Staffers with the news organization declared their intention to start one in a press release posted to the website of the Canadian Media Guild on Tuesday.
But Vice Canada employees aren't just looking out for themselves — they also want to help contractors access benefits and other protections.
"We all enjoy working for a place that allows us incredible flexibility, in terms of both what we do and how we do it, and we want a collective agreement that will reflect and keep that freedom."
"We believe that, given the opportunity to negotiate a new contract together (which is what unionizing really entails), we can come up with an agreement that is beneficial to us as employees of Vice, and to Vice management as well," the release said.
Vice Canada's union effort arises out of concerns about a series of issues.
They want "better salaries" (they say that entry-level staffers at other outlets are making around $60,000 in Canada); "better benefits" (they claim that other media outlets offer "more comprehensive" health coverage, vacation time and parental leave); and "protection from being fired without reason for all employees."

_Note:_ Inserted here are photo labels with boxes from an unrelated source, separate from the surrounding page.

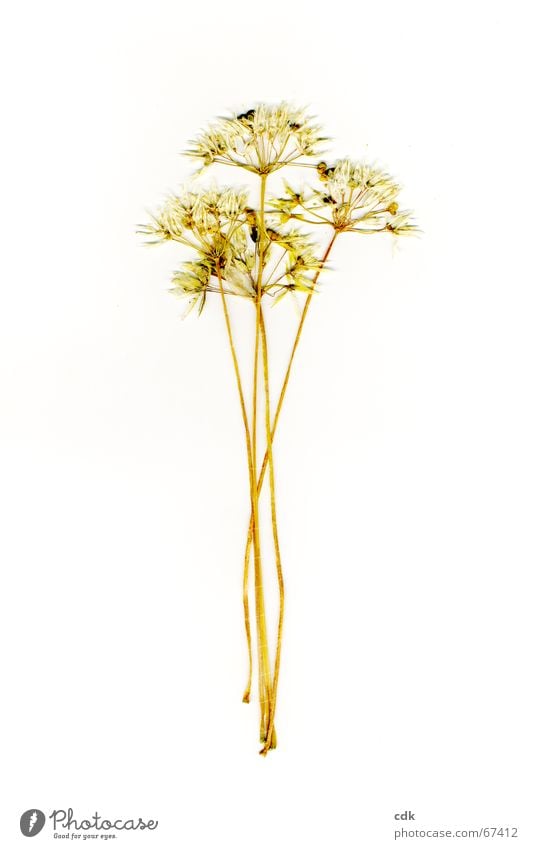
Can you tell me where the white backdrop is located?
[0,0,538,849]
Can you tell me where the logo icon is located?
[21,808,45,837]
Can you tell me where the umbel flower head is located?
[272,159,417,235]
[139,188,320,313]
[187,103,326,174]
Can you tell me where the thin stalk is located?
[217,264,256,702]
[260,310,284,755]
[251,174,271,743]
[243,230,338,701]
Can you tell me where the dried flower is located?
[187,103,326,174]
[141,103,417,755]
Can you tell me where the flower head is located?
[273,159,417,235]
[187,103,325,174]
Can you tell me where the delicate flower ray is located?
[187,103,326,174]
[272,159,418,236]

The staffers are also looking for better communication and transparency from managers, and "clear journalistic standards."

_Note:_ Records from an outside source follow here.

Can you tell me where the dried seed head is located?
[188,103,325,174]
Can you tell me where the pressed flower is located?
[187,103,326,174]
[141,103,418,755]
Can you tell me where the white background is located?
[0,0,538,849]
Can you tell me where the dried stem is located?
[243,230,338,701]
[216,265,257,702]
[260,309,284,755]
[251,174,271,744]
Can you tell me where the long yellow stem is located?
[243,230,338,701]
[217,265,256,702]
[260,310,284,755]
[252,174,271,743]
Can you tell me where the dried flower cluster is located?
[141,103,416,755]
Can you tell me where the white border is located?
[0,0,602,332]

Vice Canada's homepage on Dec. 15, 2015. (Photo: Vice Canada)
"We all enjoy working for a place that allows us incredible flexibility, in terms of both what we do and how we do it, and we want a collective agreement that will reflect and keep that freedom," they say.
The organizing effort comes after employees voted to unionize at outlets including Vice in the U.S., Gawker Media, Salon, Al Jazeera English and The Huffington Post.
Vice Canada staffers are being encouraged to sign union cards, and to come to a meeting in Toronto on Wednesday night where they'll discuss what it means to unionize in more detail.
The union will only become official after organizers make a formal application to a labour board. And that will only happen if a majority of Vice Canada staff votes in favour of establishing one.
Vice founder and CEO Shane Smith, far right, speaks at the Google presents YouTube Brandcast event at The Theater at Madison Square Garden on April 30, 2014 in New York City. (Photo: Taylor Hill/Film Magic via Getty Images)
While Vice employees are currently examining the benefits of joining a union, elsewhere some media are trying to cut ties with organized labour.
Last week, Hamilton TV station CHCH announced it would cut local news programming as the company that ran that sector of its business filed for bankruptcy.
CHCH's parent company Channel Zero also announced it would eliminate 150 jobs, although 81 of those people would be offered employment with a new entity, CBC News reported.
Jobs were cut so that the new company would be "free of old Union employees and their demands," said an email from CHCH account manager Kathleen Marks that was leaked to media.
CHCH spokeswoman Sarah Louise Gardiner, however, told CBC News that Marks' email reflected only "one person's opinion," and not that of station leadership.